A companion case to the instant proceeding, Department of Education v. Reuben Bernard LeCount, DOAH Case No. 89-3969, has been resolved, after the hearing and before entry of this Recommended Order. The case was heard informally before the Education Practices Commission on March 29, 1990, by agreement of the parties. The Commission imposed a penalty of five years probation, verification of completion of a drug treatment and rehabilitation program, with quarterly reports by a supervisor to the Commission, concerning the Respondent's conduct, and random blood and urine testing at the Respondent's expense. The Respondent was allowed to retain his teaching certificate.
CONCLUSIONS OF LAW
The Division of Administrative Hearings has jurisdiction of the subject matter of and the parties to this proceeding. Section 120.57(1), Florida Statutes (1989). Chapter 81-372, Laws of Florida, amending Section 5 of Chapter 21197, Laws of Florida, (1941); Chapter 21197, Laws of Florida, (1941) being the Teacher Tenure Act for teachers employed by the Duval County school system.
The Teacher Tenure Act ("TTA") provides that tenured teachers employed by the School Board of Duval County may be discharged or demoted for: (1) immoral conduct, and/or (2) conviction of a felony or any crime involving moral turpitude.
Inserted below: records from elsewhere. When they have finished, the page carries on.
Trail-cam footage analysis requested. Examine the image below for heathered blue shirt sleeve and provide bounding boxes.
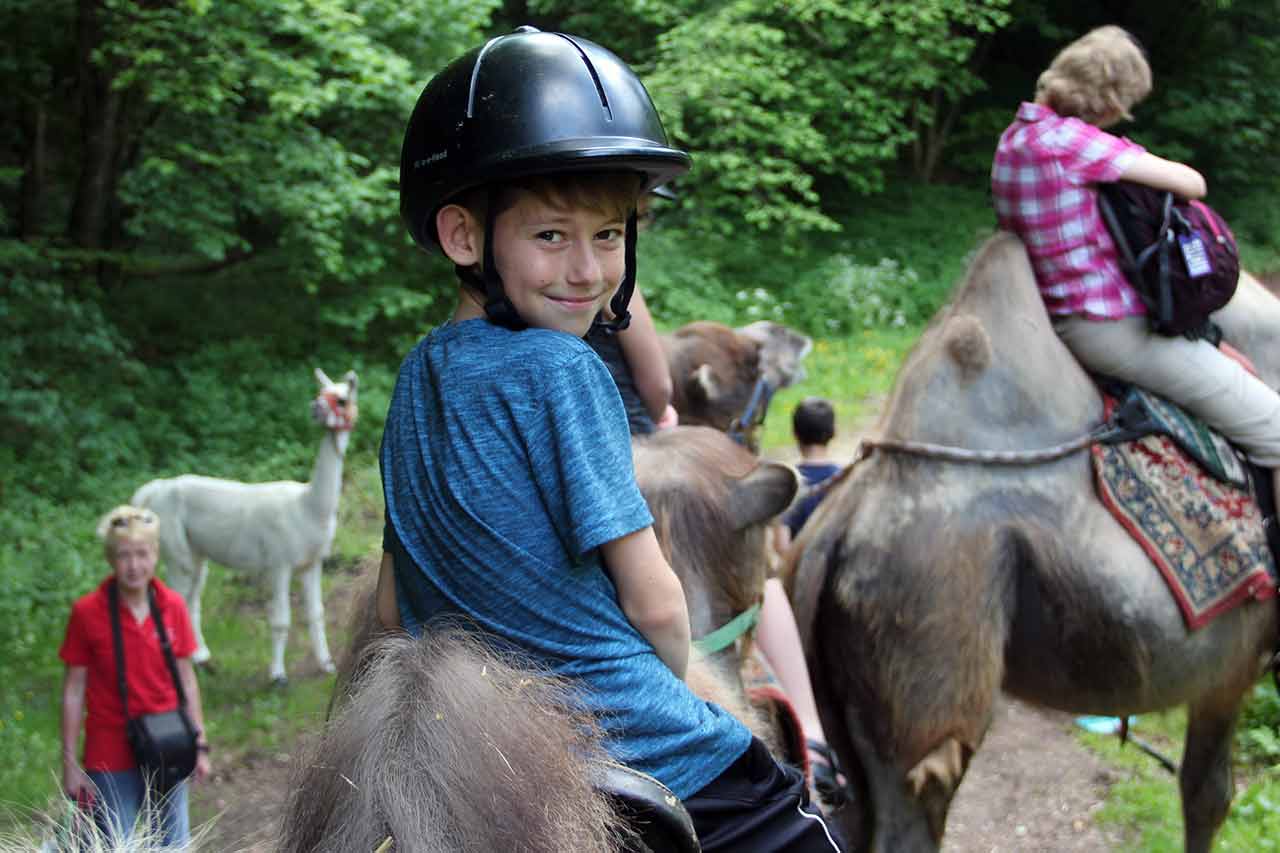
[526,348,653,560]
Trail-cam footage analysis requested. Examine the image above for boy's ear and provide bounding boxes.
[435,205,484,266]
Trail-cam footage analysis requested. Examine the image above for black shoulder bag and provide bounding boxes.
[108,583,197,795]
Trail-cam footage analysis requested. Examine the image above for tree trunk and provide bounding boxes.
[18,100,49,240]
[68,0,120,248]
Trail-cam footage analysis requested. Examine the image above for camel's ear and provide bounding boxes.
[728,462,800,530]
[685,364,719,402]
[737,320,813,388]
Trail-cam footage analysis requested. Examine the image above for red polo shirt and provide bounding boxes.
[58,576,196,771]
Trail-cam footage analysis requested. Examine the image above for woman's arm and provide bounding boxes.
[61,666,93,800]
[178,657,211,781]
[1120,152,1208,199]
[618,288,671,421]
[600,526,690,679]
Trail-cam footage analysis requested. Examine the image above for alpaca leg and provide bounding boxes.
[187,558,212,663]
[1178,701,1239,853]
[268,569,293,684]
[161,538,210,663]
[302,560,334,672]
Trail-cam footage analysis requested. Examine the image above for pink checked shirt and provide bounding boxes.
[991,102,1147,320]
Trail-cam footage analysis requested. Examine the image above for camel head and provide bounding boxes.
[311,368,360,433]
[663,321,813,450]
[632,427,797,650]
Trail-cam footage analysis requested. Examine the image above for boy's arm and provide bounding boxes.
[1120,151,1207,199]
[374,551,399,630]
[618,289,671,421]
[600,526,690,679]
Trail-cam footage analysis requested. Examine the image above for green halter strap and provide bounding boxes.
[694,602,760,654]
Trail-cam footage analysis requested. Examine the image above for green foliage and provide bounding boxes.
[648,0,1007,235]
[1082,696,1280,853]
[640,181,993,337]
[760,327,920,450]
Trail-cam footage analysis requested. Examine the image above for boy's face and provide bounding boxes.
[493,190,626,337]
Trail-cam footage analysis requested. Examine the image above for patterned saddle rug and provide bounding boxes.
[1092,388,1277,630]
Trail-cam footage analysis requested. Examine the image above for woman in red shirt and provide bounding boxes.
[58,506,209,845]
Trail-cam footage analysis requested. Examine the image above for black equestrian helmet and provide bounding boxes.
[401,27,690,250]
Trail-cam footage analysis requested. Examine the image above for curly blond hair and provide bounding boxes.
[1036,26,1151,124]
[97,503,160,558]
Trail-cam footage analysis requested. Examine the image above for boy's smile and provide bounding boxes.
[493,190,626,337]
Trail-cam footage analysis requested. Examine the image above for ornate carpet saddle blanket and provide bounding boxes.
[1092,388,1277,630]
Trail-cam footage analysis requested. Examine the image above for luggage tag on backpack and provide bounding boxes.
[1178,231,1213,278]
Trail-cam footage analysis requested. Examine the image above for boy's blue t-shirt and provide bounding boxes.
[380,320,751,798]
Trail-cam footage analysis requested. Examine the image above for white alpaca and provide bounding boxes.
[131,368,356,684]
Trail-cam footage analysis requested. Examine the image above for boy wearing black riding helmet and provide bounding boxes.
[378,28,838,850]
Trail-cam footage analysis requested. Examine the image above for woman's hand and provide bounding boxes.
[63,760,96,803]
[191,752,214,783]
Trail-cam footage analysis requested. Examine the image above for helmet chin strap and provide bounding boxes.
[453,197,637,334]
[453,187,529,332]
[591,210,637,334]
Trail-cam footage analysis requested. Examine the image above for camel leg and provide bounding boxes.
[1178,699,1239,853]
[268,567,293,685]
[302,560,334,672]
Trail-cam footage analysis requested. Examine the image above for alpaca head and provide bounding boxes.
[311,368,360,432]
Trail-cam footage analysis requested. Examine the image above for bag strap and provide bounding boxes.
[1156,192,1178,329]
[106,580,187,720]
[147,584,187,711]
[106,580,129,720]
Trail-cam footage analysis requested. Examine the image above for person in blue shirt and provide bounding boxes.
[782,397,841,539]
[378,27,841,850]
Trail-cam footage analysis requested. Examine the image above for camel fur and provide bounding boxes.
[790,234,1280,853]
[131,368,357,684]
[662,320,813,450]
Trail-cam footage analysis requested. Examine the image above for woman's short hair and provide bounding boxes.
[97,503,160,557]
[1036,26,1151,124]
[791,397,836,444]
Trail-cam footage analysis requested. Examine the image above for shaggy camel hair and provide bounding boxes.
[791,234,1280,853]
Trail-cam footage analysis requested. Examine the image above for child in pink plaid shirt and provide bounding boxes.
[991,27,1280,493]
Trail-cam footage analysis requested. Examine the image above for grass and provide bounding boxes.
[1080,679,1280,853]
[760,328,920,453]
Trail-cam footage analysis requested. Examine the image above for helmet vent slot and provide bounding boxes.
[553,32,613,122]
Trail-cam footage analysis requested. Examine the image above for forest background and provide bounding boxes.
[0,0,1280,840]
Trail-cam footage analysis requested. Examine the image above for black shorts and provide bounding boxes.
[685,738,845,853]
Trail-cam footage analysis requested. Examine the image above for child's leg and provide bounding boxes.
[685,738,845,853]
[1053,316,1280,467]
[755,578,827,743]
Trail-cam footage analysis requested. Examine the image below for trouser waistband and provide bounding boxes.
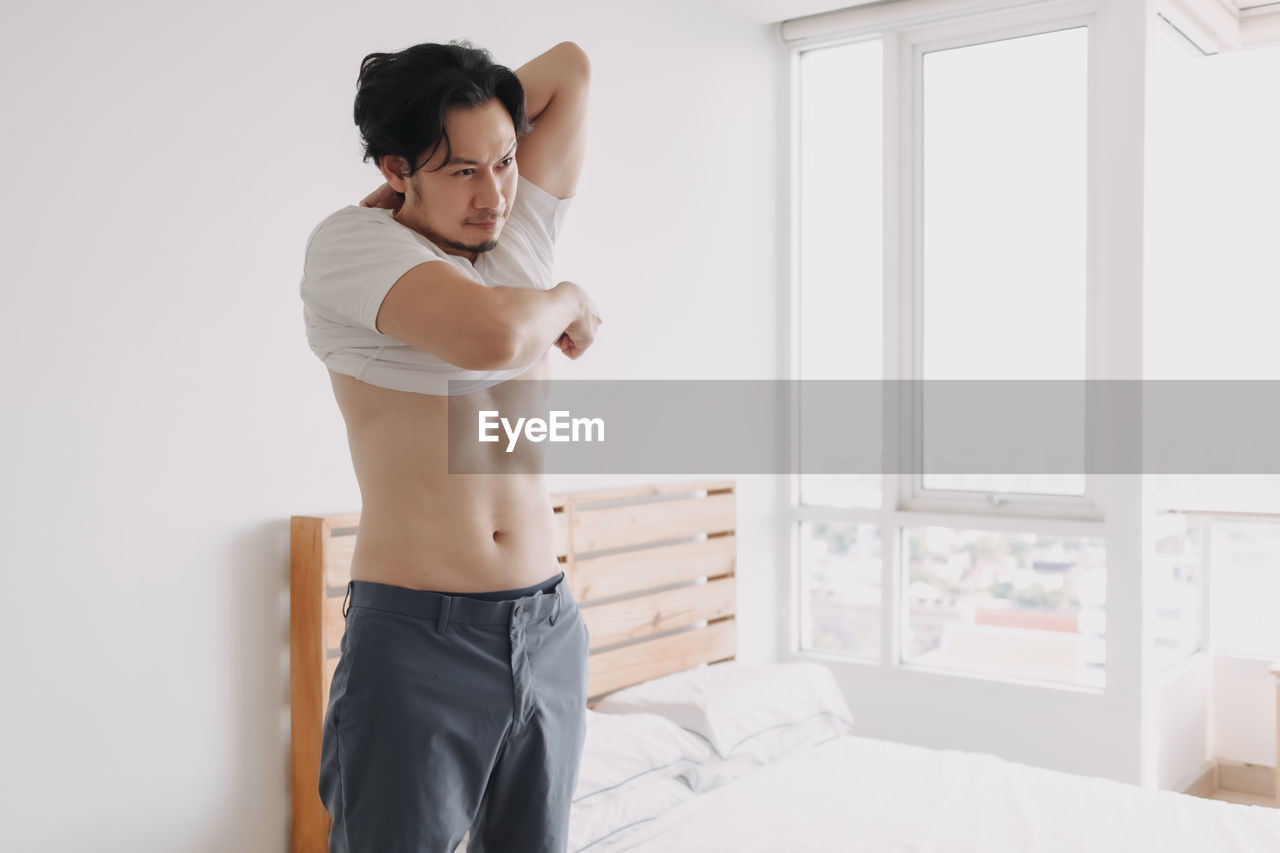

Section 4. Causes for the discharge or the demotion of a teacher shall be:
immoral character or conduct, insubordination, or physical or mental incapacity to perform the duties of the employment...
(d) dishonesty while employed, chronic illness, or conviction of a felony or any crime or any ordinance involving moral turpitude.
Conviction has been defined at 89-489, Laws of Florida, to include a plea of nolo contendere when an adjudication of guilt is withheld.
Section 5.2. For the purposes of Sections 4 and 5.1 of this act, the terms `conviction' and `convicted' shall mean:
any of the following when an adjudication of guilt has been withheld:
a plea of guilty,
a plea of nolo contendere
The Respondent has been charged with immoral conduct, pursuant to the above authority, while he was employed as a teacher for the Petitioner. The School Board has not adopted rules defining "immorality", but in that circumstance, relies on the rules of the Florida Administrative Code, in accordance with the opinion in Smith v. School Board of Leon County, 405 So.2d
183 (Fla. Appeals 1st DCA 1981). Immorality is defined at Rule 6B-4009, Florida Administrative Code, as follows:
(2) `Immorality' is defined as conduct that is inconsistent with the standard of public conscience and good morals. It is conduct sufficiently notorious to bring the individual concerned or the education profession into public disgrace or disrespect and impair the individual's service in the community.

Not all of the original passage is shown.